Lessons From Building an AI Storybook App

May 1, 2024

The notion of building the StoryTime app came to me after using ChatGPT to generate stories for my two sons (4 and 3). Rather than input an elaborate prompt each and every time, I threw together an interface to let me pick an age group and a topic, then generate a story with a single click. As a secondary goal of building the app, I wanted very much to improve my skills with prompt engineering, and learn as much as I can about AI-related tools.
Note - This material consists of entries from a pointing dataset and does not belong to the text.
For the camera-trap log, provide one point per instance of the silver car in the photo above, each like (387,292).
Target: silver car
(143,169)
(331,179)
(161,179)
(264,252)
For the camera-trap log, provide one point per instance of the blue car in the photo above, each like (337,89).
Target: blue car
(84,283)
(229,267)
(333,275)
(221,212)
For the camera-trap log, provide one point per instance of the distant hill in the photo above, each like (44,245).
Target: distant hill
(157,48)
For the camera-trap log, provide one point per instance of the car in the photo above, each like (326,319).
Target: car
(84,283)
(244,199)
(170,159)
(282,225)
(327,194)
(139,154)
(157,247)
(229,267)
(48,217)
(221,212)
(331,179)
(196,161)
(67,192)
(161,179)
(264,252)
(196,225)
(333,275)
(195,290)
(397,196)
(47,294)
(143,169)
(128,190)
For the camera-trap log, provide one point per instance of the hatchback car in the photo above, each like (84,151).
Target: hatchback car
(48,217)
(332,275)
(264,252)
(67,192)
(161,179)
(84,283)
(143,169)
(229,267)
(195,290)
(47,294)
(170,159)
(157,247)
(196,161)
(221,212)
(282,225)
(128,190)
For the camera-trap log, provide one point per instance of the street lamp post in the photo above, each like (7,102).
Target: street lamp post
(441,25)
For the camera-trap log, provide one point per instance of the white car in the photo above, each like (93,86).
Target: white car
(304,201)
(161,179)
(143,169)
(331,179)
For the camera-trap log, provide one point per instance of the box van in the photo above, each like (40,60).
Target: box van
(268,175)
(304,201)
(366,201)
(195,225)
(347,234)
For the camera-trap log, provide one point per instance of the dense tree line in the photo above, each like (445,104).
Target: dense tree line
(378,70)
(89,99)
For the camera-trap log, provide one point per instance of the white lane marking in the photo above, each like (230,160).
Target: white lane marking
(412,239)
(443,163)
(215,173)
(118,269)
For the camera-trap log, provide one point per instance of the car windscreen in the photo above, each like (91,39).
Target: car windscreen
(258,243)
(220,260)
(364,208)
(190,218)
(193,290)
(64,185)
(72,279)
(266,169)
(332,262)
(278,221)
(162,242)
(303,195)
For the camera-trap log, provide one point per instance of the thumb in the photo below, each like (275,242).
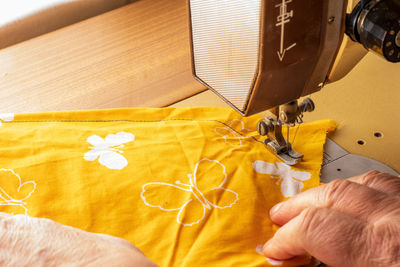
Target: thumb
(330,236)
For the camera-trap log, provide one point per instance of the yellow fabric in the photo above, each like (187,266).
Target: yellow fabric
(127,173)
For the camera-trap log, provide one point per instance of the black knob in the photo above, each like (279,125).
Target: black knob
(376,25)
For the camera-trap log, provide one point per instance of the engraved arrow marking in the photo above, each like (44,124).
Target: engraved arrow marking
(282,19)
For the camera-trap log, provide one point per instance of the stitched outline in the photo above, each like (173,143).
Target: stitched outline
(198,195)
(15,202)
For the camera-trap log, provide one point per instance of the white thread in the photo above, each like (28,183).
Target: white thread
(10,201)
(291,181)
(206,204)
(232,135)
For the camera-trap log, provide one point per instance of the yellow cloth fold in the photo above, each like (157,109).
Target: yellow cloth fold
(187,186)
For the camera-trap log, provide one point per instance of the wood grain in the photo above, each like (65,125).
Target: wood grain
(137,55)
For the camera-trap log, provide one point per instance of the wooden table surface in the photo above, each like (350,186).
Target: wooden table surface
(137,55)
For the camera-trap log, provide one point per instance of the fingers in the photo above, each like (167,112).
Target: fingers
(322,233)
(383,182)
(340,195)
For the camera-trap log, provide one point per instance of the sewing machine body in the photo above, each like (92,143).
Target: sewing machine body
(270,53)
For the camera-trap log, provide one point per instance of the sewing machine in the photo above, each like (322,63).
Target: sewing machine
(260,55)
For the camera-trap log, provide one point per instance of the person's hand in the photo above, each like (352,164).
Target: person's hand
(28,241)
(354,222)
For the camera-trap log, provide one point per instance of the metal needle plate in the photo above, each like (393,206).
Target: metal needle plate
(340,164)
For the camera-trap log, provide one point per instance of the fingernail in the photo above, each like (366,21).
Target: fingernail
(274,262)
(275,209)
(266,244)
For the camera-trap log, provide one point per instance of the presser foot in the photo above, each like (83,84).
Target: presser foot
(288,155)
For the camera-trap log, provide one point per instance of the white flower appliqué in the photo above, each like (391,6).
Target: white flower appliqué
(291,181)
(6,117)
(13,192)
(204,191)
(231,136)
(108,150)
This article will talk about some of my learnings.

Tools Used

The current iteration of the app is built on:

Next.js
Prisma ORM
OpenAI
Stability.ai
The Vercel AI SDK

Lessons Learned

No consistent characters

Dall-E and Stable Diffusion are great at generating a single, hi-res image based on a text prompt. But ask either of them to generate a red-speckled fish in a bowl and a red-speckled fish in the ocean, and you'll get two very different fish even with the same prompt. Getting consistent character imagery is very tricky with the current state of AI APIs; so for now I$#39;m only generating a single image.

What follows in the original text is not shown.